Exponential Episode 11 with Photojournalist David Butow
In a digital world saturated with manipulated media and synthetic imagery, trust is no longer a given. Photojournalist David Butow
In a digital world saturated with manipulated media and synthetic imagery, trust is no longer a given. Photojournalist David Butow has spent his career documenting real events — from the war in Iraq to protests in Washington — and he’s now at the forefront of a growing movement: making digital images verifiable at the source.
“Even reality needs proof now,” David says. “The risk isn’t just that people believe fake images — it’s that they stop believing real ones.”

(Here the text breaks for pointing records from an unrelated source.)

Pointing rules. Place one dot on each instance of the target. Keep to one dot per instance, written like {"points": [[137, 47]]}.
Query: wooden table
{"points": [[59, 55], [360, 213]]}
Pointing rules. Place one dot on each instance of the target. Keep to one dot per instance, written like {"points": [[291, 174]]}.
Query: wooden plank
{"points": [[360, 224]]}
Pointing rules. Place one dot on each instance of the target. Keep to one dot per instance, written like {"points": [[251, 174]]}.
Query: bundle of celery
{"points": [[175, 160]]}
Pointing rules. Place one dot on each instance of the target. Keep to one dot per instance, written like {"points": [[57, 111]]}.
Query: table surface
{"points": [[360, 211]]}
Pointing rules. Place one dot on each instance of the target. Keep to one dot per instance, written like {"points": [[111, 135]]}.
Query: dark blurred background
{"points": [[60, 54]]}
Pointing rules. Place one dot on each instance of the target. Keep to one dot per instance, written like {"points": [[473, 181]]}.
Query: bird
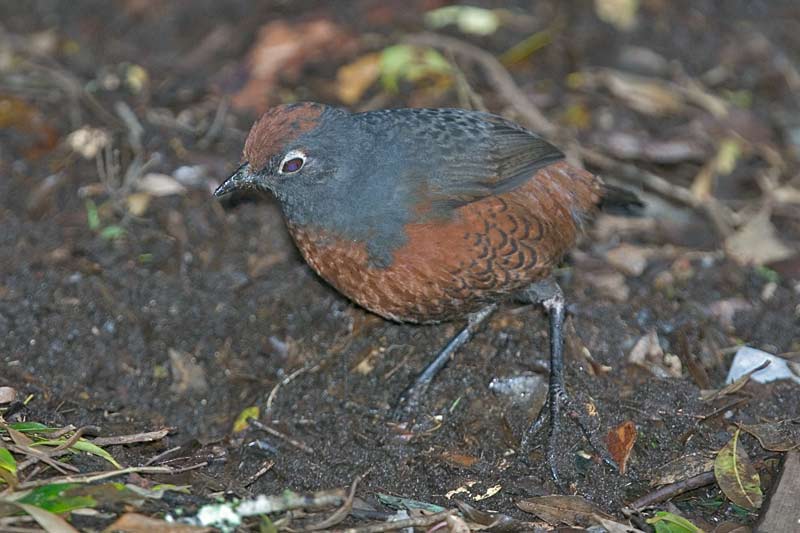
{"points": [[426, 215]]}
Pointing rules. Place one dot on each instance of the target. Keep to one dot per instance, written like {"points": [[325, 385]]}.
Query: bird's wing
{"points": [[463, 156], [502, 157]]}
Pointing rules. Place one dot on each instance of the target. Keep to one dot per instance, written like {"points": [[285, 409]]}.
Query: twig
{"points": [[417, 521], [343, 511], [283, 436], [722, 217], [498, 76], [90, 478], [166, 453], [285, 381], [216, 125], [135, 129], [44, 457], [265, 467], [669, 491], [149, 436]]}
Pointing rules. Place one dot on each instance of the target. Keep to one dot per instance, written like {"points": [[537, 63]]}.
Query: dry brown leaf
{"points": [[685, 467], [138, 203], [620, 443], [757, 242], [569, 510], [619, 13], [649, 96], [353, 79], [282, 49], [630, 259], [736, 475], [460, 459], [159, 185], [648, 354], [7, 394], [187, 374], [780, 436]]}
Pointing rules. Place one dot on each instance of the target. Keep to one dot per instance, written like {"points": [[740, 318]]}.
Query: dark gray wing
{"points": [[463, 156]]}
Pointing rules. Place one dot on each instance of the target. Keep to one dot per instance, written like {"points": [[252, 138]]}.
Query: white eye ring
{"points": [[289, 159]]}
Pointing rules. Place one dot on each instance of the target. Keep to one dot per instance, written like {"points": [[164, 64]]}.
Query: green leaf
{"points": [[30, 427], [7, 461], [82, 445], [736, 475], [404, 62], [54, 498], [665, 522], [247, 413], [406, 503], [112, 232]]}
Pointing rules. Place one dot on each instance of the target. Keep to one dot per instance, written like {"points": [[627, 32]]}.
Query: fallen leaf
{"points": [[639, 146], [404, 62], [492, 521], [650, 96], [281, 50], [187, 375], [757, 242], [610, 284], [780, 436], [7, 394], [736, 475], [568, 510], [138, 203], [619, 13], [731, 527], [615, 527], [491, 491], [620, 443], [665, 522], [469, 19], [722, 164], [460, 459], [456, 524], [242, 421], [684, 467], [630, 259], [88, 141], [733, 387], [353, 79], [159, 185]]}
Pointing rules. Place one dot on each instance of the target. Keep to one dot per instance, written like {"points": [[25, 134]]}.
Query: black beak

In episode 11 of Exponential, we explore the promise and friction of C2PA, an emerging standard for content provenance that embeds cryptographic proof directly into digital files.
C2PA (Coalition for Content Provenance and Authenticity) creates a machine-verifiable manifest at the moment a photo is taken. Unlike traditional metadata, this manifest can’t be easily stripped or edited — it travels with the image as a durable signature of origin.
David was an early adopter of a C2PA-enabled Leica M11-P, which signs every photo at capture using an encrypted chip inside the camera. That signature — if preserved — becomes a long-term reference point for truth.
“You might take a photo today that no one questions. But in ten years, that proof could matter,” he says. “Having the original cryptographic record is powerful.”
With generative AI flooding the internet with synthetic media, tools for verification are no longer optional. They’re essential.
“You can’t stop fake images from being created,” David says. “But you can give people a way to prove what’s real.”
The future of verifiable media won’t be built by software alone. It will take hardware, standards, publishing workflows — and people who care about truth enough to build for it.